Comment 6 Ahmad Samir 2020-08-01 20:21:15 UTC
My "guess" would be the firmware vendor; but I am not an expert on laptop firmware updates or fwupd. :)
Comment 7 Nathaniel Graham 2020-08-28 00:12:11 UTC
This just happened again after another system update, but there was no firmware update involved. So I think we can rule that out.
Comment 8 Fabian Vogt 2020-08-28 08:08:33 UTC
(In reply to Nathaniel Graham from comment #7)
> This just happened again after another system update, but there was no
> firmware update involved. So I think we can rule that out.

That's weird, because those updates only add or modify entries, I'm not aware of any code to remove entries.

Does the issue reappear after "update-bootloader --reinit" (it's safe to run, if it screws something up we have a bigger problem)? If not, does it reappear after "zypper in --force grub2-x86_64-efi shim"?
Comment 9 Gary Ching-Pang Lin 2020-08-28 08:43:15 UTC
It seems that "Secure Boot support" was disabled during installation. I suppose that Secure Boot is disabled in the firmware, or grubx64.efi won't be loaded.

It's strange to me that "Linux-Firmware-Updater" still exists but the boot entry to grubx64.efi was gone.

Could you post "/var/log/pbl.log"? That file may provide some hints.

I wonder if the firmware removed/ignored the boot entry it doesn't like.
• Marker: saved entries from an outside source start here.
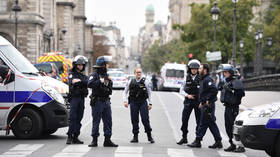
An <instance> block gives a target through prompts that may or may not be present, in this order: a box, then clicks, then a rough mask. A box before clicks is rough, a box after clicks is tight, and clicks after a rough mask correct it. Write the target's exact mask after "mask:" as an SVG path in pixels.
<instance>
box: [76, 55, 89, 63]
mask: <svg viewBox="0 0 280 157" xmlns="http://www.w3.org/2000/svg"><path fill="white" fill-rule="evenodd" d="M87 62H88V59H87V58H86V57H85V56H81V55H78V56H76V57H75V58H74V60H73V64H76V65H78V64H83V65H86V64H87Z"/></svg>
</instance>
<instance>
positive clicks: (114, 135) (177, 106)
mask: <svg viewBox="0 0 280 157" xmlns="http://www.w3.org/2000/svg"><path fill="white" fill-rule="evenodd" d="M246 94H247V95H246V98H245V99H244V101H243V103H242V104H243V105H245V106H249V107H251V106H255V105H260V104H262V103H270V102H274V101H277V98H279V96H280V93H276V92H246ZM152 96H153V109H152V110H151V111H150V121H151V126H152V128H153V132H152V133H153V136H154V139H155V143H154V144H150V143H149V142H148V141H147V137H146V134H145V133H144V130H143V126H142V124H140V128H141V131H140V135H139V141H140V142H139V143H137V144H131V143H129V141H130V140H131V138H132V136H133V135H132V133H131V130H132V126H131V122H130V116H129V109H127V108H125V107H123V102H122V90H115V91H114V92H113V96H112V112H113V136H112V140H113V141H114V142H115V143H117V144H119V145H120V146H119V147H118V148H104V147H103V146H102V145H103V140H104V138H103V127H102V125H101V126H100V134H101V135H102V136H100V137H99V147H97V148H89V147H88V146H87V145H88V144H89V143H90V142H91V136H90V134H91V126H92V124H91V123H92V118H91V108H90V106H89V99H87V101H86V105H85V106H86V108H85V113H84V118H83V121H82V124H83V126H82V129H81V135H80V139H81V140H83V141H84V142H85V144H83V145H66V144H65V142H66V137H67V136H66V132H67V128H61V129H59V130H58V131H57V132H56V133H54V134H53V135H51V136H49V137H47V138H43V139H36V140H19V139H16V138H15V137H14V136H13V135H9V136H5V135H4V132H0V157H4V156H5V157H26V156H28V157H51V156H54V157H68V156H69V157H74V156H75V157H80V156H84V157H90V156H94V157H182V156H186V157H267V155H266V154H265V153H264V152H263V151H256V150H251V149H246V152H245V153H242V154H236V153H226V152H224V151H223V150H222V149H220V150H212V149H208V145H211V144H213V143H214V139H213V136H212V135H211V133H210V132H209V130H208V131H207V134H206V135H205V137H204V139H203V141H202V148H201V149H190V148H188V147H187V146H180V145H177V144H176V141H178V140H179V138H180V137H181V132H180V126H181V114H182V109H183V97H182V96H180V95H179V94H178V93H176V92H153V95H152ZM223 115H224V107H223V106H222V105H221V104H220V103H219V102H218V103H217V107H216V116H217V123H218V126H219V129H220V131H221V133H222V137H223V144H224V148H225V147H227V146H229V144H228V142H227V136H226V132H225V128H224V118H223ZM101 124H102V123H101ZM194 138H195V119H194V115H191V118H190V121H189V134H188V140H189V142H192V141H193V140H194Z"/></svg>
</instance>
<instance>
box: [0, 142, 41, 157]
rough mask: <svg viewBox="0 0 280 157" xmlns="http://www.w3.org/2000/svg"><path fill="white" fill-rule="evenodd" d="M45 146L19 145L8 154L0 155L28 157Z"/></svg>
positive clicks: (3, 153) (20, 156) (12, 148)
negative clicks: (27, 156)
mask: <svg viewBox="0 0 280 157" xmlns="http://www.w3.org/2000/svg"><path fill="white" fill-rule="evenodd" d="M43 145H44V144H18V145H16V146H15V147H13V148H11V149H10V150H9V151H8V152H5V153H3V154H2V155H0V157H26V156H28V155H30V154H32V153H33V152H35V151H36V150H38V149H39V148H41V147H43Z"/></svg>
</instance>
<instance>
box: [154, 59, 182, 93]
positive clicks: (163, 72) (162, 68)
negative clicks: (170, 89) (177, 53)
mask: <svg viewBox="0 0 280 157" xmlns="http://www.w3.org/2000/svg"><path fill="white" fill-rule="evenodd" d="M186 71H187V70H186V65H185V64H177V63H165V64H164V65H163V66H162V67H161V70H160V81H159V82H160V83H159V90H167V89H175V90H179V89H180V87H181V86H182V83H183V81H184V78H185V76H186Z"/></svg>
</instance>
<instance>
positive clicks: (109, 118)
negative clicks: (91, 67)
mask: <svg viewBox="0 0 280 157" xmlns="http://www.w3.org/2000/svg"><path fill="white" fill-rule="evenodd" d="M102 57H103V56H102ZM102 57H99V58H98V59H97V64H99V60H100V59H101V62H102V65H101V67H98V68H97V69H96V72H94V73H93V74H91V75H90V77H89V82H88V87H89V88H91V89H92V94H91V96H90V98H91V102H90V105H91V108H92V132H91V136H92V137H93V140H92V142H91V144H90V145H89V147H96V146H98V144H97V138H98V136H99V135H100V134H99V124H100V121H101V119H102V121H103V127H104V128H103V130H104V136H105V140H104V143H103V146H104V147H117V146H118V145H116V144H114V143H113V142H112V141H111V136H112V111H111V102H110V95H111V94H112V85H113V82H112V81H111V80H110V79H109V78H108V74H107V70H106V68H105V67H102V66H105V65H106V63H103V58H102ZM103 64H104V65H103ZM100 78H104V83H102V82H101V81H100Z"/></svg>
Lenovo did that before...
Comment 10 Nathaniel Graham 2020-08-28 21:43:42 UTC
(In reply to Fabian Vogt from comment #8)
> Does the issue reappear after "update-bootloader --reinit" (it's safe to
> run, if it screws something up we have a bigger problem)?
No, the problem does not re-appear after running this command.

> If not, does it
> reappear after "zypper in --force grub2-x86_64-efi shim"?
Nope, not this one either. :p
Comment 11 Nathaniel Graham 2020-08-28 21:45:23 UTC
Created attachment 841183 [details]
pbl.log file
Comment 12 Gary Ching-Pang Lin 2020-08-31 03:32:32 UTC
Per pbl.log, "update-bootloader --reinit" was run at "2020-08-27 17:56:56", and it's the last log before comment#7. However, the issue seems fixed after running the command again.
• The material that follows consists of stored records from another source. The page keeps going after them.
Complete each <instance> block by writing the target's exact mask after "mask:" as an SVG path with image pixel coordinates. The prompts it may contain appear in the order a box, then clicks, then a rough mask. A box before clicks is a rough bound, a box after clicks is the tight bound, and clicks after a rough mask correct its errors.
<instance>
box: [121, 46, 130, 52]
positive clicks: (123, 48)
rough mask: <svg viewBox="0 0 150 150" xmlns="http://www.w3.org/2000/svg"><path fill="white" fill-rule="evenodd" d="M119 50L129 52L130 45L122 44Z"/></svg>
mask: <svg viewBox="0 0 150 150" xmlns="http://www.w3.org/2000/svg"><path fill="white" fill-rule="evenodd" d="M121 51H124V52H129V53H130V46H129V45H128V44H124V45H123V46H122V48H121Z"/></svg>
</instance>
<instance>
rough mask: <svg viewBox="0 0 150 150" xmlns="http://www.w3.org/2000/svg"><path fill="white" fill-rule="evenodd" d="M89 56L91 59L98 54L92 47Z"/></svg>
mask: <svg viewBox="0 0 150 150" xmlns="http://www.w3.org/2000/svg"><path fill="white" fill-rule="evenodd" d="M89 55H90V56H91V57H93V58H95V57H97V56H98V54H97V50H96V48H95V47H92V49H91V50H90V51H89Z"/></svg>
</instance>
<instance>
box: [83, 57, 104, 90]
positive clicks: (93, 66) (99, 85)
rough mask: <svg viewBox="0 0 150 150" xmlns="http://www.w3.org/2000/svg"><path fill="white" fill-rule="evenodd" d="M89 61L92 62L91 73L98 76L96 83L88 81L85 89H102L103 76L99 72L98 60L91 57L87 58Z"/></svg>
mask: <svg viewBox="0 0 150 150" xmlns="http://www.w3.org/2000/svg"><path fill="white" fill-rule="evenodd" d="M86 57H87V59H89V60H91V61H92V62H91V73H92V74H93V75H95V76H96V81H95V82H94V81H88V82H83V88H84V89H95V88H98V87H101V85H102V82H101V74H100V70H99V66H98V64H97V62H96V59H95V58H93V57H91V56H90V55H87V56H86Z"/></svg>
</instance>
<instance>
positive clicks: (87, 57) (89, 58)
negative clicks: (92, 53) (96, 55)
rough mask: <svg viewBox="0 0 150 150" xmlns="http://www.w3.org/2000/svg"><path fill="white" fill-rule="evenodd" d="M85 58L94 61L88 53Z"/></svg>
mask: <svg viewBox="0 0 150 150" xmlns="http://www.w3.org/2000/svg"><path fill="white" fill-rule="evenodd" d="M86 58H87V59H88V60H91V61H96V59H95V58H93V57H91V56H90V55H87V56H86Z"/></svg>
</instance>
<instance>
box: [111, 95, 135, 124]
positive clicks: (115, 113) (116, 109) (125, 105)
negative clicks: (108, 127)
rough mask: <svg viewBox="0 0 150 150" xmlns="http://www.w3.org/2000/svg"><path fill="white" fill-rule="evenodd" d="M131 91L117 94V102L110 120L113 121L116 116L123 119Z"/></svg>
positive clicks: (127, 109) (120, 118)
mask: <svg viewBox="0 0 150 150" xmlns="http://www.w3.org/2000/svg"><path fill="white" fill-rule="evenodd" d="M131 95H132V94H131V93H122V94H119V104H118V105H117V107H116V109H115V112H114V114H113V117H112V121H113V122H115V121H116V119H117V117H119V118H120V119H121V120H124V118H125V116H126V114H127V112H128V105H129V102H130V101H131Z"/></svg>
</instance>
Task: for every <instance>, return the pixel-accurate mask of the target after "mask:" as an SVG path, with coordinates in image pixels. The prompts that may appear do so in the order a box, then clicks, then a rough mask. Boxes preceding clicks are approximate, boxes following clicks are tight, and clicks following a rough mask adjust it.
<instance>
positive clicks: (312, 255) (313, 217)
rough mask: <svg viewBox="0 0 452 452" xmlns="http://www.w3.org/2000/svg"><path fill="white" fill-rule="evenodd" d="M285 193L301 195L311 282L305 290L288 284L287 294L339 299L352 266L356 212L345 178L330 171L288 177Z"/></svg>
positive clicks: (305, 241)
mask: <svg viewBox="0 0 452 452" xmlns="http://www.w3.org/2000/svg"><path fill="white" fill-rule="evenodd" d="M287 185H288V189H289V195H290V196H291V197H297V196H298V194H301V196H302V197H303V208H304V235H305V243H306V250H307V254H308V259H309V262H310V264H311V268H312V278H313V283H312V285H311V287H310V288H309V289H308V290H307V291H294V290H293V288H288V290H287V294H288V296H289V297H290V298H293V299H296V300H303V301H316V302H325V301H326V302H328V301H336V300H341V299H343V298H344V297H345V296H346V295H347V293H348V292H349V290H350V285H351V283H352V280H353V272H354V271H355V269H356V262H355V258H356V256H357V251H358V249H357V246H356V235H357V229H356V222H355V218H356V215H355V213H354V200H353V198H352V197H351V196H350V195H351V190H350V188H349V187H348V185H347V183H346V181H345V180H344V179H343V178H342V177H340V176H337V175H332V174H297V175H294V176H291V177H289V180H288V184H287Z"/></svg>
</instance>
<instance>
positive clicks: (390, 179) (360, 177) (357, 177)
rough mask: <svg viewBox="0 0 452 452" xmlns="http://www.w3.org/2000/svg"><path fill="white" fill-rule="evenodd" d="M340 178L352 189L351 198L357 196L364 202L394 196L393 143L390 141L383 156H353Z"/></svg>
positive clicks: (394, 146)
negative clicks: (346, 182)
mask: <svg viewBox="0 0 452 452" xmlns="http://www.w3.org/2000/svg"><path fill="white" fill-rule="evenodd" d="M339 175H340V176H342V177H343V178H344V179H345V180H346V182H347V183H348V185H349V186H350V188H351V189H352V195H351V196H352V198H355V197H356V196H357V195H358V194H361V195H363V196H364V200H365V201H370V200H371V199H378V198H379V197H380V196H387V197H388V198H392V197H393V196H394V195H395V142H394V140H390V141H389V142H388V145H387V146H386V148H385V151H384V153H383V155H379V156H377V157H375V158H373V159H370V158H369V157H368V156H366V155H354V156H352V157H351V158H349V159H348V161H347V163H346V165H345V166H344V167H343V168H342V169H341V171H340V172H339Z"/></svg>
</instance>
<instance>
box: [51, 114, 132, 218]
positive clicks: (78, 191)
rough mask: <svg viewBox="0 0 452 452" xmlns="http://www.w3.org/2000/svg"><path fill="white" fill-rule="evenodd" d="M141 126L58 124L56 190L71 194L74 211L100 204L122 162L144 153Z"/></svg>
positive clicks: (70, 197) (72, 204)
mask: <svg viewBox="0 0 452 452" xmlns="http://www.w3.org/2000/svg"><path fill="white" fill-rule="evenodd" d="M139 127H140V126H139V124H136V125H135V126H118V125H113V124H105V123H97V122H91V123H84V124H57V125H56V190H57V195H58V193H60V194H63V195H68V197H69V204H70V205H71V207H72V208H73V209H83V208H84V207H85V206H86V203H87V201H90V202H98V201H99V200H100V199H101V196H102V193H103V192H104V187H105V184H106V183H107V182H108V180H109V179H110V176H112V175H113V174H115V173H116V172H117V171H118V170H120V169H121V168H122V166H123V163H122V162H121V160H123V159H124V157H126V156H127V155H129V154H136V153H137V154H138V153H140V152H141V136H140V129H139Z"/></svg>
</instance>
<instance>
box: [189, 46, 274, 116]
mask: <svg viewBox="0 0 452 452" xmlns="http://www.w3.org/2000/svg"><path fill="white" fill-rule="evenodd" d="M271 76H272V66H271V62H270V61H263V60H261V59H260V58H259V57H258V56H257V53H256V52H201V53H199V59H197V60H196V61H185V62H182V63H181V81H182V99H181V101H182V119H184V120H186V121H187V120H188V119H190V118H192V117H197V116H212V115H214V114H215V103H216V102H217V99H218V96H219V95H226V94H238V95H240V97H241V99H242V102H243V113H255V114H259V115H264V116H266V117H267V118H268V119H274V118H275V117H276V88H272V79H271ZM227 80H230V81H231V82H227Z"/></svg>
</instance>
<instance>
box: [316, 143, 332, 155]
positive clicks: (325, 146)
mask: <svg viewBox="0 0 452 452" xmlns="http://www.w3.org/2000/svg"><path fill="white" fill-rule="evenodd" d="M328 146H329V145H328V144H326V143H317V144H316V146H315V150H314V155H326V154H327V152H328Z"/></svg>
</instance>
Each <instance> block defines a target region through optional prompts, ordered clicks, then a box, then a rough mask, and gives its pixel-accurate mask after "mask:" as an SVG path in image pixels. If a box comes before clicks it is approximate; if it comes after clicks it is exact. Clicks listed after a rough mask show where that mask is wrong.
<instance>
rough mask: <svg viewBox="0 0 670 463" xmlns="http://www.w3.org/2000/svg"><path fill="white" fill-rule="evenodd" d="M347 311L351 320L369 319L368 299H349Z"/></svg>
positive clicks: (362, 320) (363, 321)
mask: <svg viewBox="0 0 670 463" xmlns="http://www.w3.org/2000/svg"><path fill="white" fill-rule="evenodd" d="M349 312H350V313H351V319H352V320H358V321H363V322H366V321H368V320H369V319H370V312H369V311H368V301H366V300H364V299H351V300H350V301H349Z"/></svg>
Would you mind to post the output of "efibootmgr" again? Just want to make sure if the boot entry was restored or not.
Comment 13 Nathaniel Graham 2020-08-31 04:04:06 UTC
$ sudo efibootmgr
[sudo] password for root: 
BootCurrent: 0001
Timeout: 0 seconds
BootOrder: 0001,001F,0019,001B,001C,001D,001E,0020,001A,0000,0021,0022,0023,0024,0002
Boot0000* Windows Boot Manager
Boot0001* opensuse
Boot0002* Linux-Firmware-Updater
Boot0010  Setup
Boot0011  Boot Menu
Boot0012  Diagnostic Splash Screen
Boot0013  Lenovo Diagnostics
Boot0014  Regulatory Information
Boot0015  ThinkShield secure wipe
Boot0016  Startup Interrupt Menu
Boot0017  Rescue and Recovery
Boot0018  MEBx Hot Key
Boot0019* USB CD
Boot001A* USB FDD
Boot001B* NVMe0
Boot001C* NVMe1
Boot001D* ATA HDD0
Boot001E* ATA HDD1
Boot001F* USB HDD
Boot0020* PXE BOOT
Boot0021* HTTPS BOOT
Boot0022* LENOVO CLOUD
Boot0023  Other CD
Boot0024  Other HDD
Boot0025* IDER BOOT CDROM
Boot0026* IDER BOOT Floppy
Boot0027* ATA HDD
Boot0028* ATAPI CD
Comment 14 Gary Ching-Pang Lin 2020-08-31 05:01:42 UTC
Ok, the boot entry was generated correctly now. Though it's still unclear why it's gone before...
Comment 15 Nathaniel Graham 2020-10-04 19:21:28 UTC
Hit it again after I attempted to update my system using Discover. Discover showed me a message that the packagekit daemon has crashed. I quit Discover and finished the update with zypper (`sudo zypper dup`) and then after rebooting, I hit the issue again.
Comment 16 Nathaniel Graham 2021-04-23 16:20:40 UTC
I have now had this happen several times, and I believe I may have managed to identify the proximate cause: it's when when big PackageKit updates are interrupted in the middle. I deliberately did one with `pkcon update` on the command line, killed it in the middle, and then started it again, and got the problem to happen. Since Discover uses PackageKit, whenever the update gets interrupted in the middle or Discover crashes during an update, this will happen.

There is probably a certain package or update action that breaks in this situation, but I have not been able to identify exactly which one it is.